Parameter Learning in PRISM Programs with Continuous Random Variables
This work addresses a limitation in probabilistic logic programming for researchers and practitioners by allowing continuous variables, though it is incremental as it builds on existing PRISM frameworks.
The paper tackles the problem of parameter learning in probabilistic logic programming (PRISM) by extending it to support Gaussian random variables and linear equality constraints, enabling the encoding of models like finite mixtures and Kalman filters, and develops an EM-based algorithm that learns distribution parameters without enumeration, generalizing methods from PRISM and Hybrid Bayesian Networks.

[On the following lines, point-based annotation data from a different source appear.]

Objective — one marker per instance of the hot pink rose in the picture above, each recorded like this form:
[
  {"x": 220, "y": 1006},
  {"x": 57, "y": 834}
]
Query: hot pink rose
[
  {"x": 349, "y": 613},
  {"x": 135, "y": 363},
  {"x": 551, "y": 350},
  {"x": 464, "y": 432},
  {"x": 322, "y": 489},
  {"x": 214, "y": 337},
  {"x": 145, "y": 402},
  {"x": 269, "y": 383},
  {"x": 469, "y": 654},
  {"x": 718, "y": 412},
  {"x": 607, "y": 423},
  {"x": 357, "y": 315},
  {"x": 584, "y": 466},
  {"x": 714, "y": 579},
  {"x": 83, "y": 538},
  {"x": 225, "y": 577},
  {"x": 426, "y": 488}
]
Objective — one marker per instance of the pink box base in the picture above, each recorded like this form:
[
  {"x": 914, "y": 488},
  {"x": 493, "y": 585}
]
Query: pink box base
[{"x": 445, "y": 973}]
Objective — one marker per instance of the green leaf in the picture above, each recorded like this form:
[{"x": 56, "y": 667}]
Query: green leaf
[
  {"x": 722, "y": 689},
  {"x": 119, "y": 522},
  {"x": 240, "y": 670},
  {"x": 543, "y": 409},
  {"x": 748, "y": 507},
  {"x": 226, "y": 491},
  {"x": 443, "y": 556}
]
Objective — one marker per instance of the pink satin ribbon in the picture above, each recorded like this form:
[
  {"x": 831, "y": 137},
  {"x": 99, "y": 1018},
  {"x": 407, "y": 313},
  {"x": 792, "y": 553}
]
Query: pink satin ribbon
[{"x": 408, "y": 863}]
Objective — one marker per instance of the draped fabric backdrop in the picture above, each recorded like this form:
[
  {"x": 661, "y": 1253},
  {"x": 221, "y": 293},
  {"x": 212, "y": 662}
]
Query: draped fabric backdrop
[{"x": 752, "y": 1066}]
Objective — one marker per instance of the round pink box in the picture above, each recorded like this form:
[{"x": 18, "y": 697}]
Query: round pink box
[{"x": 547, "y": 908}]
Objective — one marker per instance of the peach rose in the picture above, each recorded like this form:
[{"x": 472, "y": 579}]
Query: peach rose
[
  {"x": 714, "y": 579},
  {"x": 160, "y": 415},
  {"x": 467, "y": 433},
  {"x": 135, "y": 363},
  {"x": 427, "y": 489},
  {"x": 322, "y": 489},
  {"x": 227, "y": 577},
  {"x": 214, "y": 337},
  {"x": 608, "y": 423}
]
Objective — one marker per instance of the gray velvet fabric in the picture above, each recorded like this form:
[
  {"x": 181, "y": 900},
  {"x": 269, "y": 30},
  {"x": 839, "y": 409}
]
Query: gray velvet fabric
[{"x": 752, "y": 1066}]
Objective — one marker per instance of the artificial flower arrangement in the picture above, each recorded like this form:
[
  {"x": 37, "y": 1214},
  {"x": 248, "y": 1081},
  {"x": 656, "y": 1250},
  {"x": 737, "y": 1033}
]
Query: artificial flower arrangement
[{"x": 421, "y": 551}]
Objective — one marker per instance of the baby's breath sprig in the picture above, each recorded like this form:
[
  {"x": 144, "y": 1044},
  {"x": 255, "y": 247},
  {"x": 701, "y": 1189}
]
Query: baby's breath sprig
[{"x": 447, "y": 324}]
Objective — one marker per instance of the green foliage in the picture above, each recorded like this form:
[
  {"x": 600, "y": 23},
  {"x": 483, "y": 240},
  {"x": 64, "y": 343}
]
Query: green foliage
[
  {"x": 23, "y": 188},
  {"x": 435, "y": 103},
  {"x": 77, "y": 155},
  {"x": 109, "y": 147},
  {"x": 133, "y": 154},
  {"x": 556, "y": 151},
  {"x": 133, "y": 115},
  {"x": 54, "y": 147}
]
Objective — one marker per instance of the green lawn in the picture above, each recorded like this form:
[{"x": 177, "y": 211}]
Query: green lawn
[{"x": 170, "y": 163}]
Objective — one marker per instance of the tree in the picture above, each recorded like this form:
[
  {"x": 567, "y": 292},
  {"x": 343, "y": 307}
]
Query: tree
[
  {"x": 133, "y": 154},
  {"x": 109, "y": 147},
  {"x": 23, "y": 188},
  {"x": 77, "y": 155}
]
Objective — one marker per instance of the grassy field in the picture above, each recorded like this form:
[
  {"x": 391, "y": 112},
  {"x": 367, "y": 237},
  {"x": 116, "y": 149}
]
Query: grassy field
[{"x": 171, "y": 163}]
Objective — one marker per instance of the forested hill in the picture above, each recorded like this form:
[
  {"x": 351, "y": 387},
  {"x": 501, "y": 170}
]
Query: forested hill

Probabilistic Logic Programming (PLP), exemplified by Sato and Kameya's PRISM, Poole's ICL, De Raedt et al's ProbLog and Vennekens et al's LPAD, combines statistical and logical knowledge representation and inference. Inference in these languages is based on enumerative construction of proofs over logic programs. Consequently, these languages permit very limited use of random variables with continuous distributions. In this paper, we extend PRISM with Gaussian random variables and linear equality constraints, and consider the problem of parameter learning in the extended language. Many statistical models such as finite mixture models and Kalman filter can be encoded in extended PRISM. Our EM-based learning algorithm uses a symbolic inference procedure that represents sets of derivations without enumeration. This permits us to learn the distribution parameters of extended PRISM programs with discrete as well as Gaussian variables. The learning algorithm naturally generalizes the ones used for PRISM and Hybrid Bayesian Networks.